The ultimate aim is to tap the vast pool of talent found in countries that aren’t exactly known as technology hubs, including not only Nigeria but other parts of Africa. “We know that brilliance is relatively evenly distributed across the human population,” says Andela co-founder Jeremy Johnson. “In terms of pure aptitude, there are genius level people across the world. But what there’s not is equal opportunity.”
‘WE KNOW THAT BRILLIANCE IS RELATIVELY EVENLY DISTRIBUTED ACROSS THE HUMAN POPULATION’
Today, U.S. tech companies aren’t shy about saying they have trouble finding programming talent. Critics argue this talent shortage has more to do with stinginess and selective hiring practices than a real lack of qualified programmers, but regardless of the reasons, the need is there. As a result, a new wave of services are working to train enormous numbers of new programmers.
The operations range from online tutorial services like Codecademy to the dozens of “code bootcamps” that promise to get people job-ready in a matter of months.

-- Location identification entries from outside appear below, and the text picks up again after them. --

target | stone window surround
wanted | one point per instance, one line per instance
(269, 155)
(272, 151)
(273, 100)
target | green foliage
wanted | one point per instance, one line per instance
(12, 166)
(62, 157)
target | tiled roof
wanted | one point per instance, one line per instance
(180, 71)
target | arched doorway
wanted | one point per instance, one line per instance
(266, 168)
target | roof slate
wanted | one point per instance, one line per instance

Andela puts a new twist on the bootcamp idea by moving them overseas—and paying people to participate.
Johnson, who previously founded the online education company 2U, launched Andela earlier this year, alongside Christina Sass, who has a background in non-government organizations, Iyinoluwa Aboyeji, a Nigerian entrepreneur who previously co-founded the online education companies Bookneto and Fora, and Ian Carnevale, who was also a co-founder of Fora.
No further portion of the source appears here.